Listrik RSUD Batubara Padam, Pasien Meradang Minta Pulang

20161114_185400

M24.CO|BATUBARA

Sala seorang keluarga pasien mengungkapkan kepada m24.co, Rabu (16/11) bahwa Asni (62) warga Desa Empat Negeri, Kec Lima Puluh, meradang minta pulang. Dengan nafas terengah – engah dan tubuh yang dibasahi keringat, dia langsung duduk meminta panggilkan perawat saat itu.

“tolong panggilakan perawat, aku minta cabut aja infus ini, aku mau pulang. Nggak tahan diruangan yang gelap dan panas ini. Bisa mati nanti aku disini”, bilangnya saat berada diruang rawat inap Anggrek, RSUD Batu Bara, pada Selasa (15/11) sekira pukul 19.25 Wib malam itu.

Memenuhi permintaan Asni, perawat diruangan itupun terpaksa memindahkannya dari ruang Anggrek ke ruang Kemuning yang kebetulan tidak mengalami pemadaman karena korsleting kabel. Namun karena pasien mengaku nafasnya semakin menyesak dia mendesak minta pulang.

Keluhan pasien tidak saja dilontar Asni, Nazaruddin (60) pasien asal Guntung Kedai Sianam yang terbaring dalam ruang tanpa penerangan itu juga ‘merepet’.

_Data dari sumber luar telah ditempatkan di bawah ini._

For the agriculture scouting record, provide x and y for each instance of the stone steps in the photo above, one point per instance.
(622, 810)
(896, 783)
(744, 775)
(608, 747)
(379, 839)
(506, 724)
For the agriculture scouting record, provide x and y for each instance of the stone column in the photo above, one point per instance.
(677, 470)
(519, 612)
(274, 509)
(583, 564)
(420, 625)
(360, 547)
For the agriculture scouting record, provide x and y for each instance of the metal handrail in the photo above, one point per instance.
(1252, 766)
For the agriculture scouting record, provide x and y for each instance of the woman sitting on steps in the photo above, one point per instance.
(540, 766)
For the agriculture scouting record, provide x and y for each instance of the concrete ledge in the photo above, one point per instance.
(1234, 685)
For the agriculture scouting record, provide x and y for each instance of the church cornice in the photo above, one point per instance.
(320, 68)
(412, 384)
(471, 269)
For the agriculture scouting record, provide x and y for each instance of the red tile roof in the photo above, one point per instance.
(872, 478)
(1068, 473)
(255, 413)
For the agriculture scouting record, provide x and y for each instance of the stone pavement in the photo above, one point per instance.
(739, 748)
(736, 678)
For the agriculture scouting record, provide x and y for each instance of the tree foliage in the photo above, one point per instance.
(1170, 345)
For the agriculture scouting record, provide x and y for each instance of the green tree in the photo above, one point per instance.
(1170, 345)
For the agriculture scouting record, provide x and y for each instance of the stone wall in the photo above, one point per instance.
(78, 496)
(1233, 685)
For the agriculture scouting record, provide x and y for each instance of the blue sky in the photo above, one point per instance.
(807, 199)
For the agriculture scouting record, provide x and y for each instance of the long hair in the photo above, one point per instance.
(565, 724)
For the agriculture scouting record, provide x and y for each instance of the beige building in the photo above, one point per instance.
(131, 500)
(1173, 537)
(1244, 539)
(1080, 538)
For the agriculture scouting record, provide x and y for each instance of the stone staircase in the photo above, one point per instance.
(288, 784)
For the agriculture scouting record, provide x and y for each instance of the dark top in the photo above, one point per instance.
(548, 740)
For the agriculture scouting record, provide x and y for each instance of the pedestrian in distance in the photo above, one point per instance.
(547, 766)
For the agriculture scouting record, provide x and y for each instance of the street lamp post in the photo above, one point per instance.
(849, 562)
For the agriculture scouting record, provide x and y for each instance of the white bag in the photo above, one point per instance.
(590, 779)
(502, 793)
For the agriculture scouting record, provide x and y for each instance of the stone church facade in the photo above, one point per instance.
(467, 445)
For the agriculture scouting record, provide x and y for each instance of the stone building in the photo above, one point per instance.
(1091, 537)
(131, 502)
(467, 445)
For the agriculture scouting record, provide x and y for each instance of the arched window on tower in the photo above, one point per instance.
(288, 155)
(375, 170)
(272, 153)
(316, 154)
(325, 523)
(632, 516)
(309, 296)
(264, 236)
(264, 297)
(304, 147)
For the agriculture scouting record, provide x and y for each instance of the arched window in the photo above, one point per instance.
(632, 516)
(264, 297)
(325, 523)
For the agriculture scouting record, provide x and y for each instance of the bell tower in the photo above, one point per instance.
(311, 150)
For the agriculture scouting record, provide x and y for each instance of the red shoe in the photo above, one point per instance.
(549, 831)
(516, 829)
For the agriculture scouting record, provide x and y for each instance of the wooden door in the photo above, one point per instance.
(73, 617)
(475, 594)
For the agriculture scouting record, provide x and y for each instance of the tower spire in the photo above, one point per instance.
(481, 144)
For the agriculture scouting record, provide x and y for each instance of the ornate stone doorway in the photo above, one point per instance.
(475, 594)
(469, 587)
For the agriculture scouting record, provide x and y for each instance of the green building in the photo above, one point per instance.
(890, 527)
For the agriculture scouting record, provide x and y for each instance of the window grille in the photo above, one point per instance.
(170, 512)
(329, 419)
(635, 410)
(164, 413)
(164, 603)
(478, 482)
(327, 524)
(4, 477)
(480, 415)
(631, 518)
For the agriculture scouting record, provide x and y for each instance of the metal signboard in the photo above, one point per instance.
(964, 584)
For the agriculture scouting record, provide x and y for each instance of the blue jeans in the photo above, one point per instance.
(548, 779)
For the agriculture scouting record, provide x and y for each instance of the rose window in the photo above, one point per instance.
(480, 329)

“dari tadi lampu tak hidup, panasnya minta ampun. Kalau pintu ruangan ini dibuka banyak pula nyamuk yang masuk, apalagi sekarang musim DBD”, katanya.

Begitu juga Siti Mariyam (41) warga Desa Bagan Dalam, Kec Tanjung Tiram. Dia yang duduk dilantai diruang rawat anak RSUD menemani putranya Ilham (13) yang baru dioperasi karena menderita penyakit sejenis daging tumbuh disela pahanya.

“Dari tadi lampu mati, katanya sudah dibolo tapi sampai sekarang tak hidup juga”, ungkap Siti menerangkan.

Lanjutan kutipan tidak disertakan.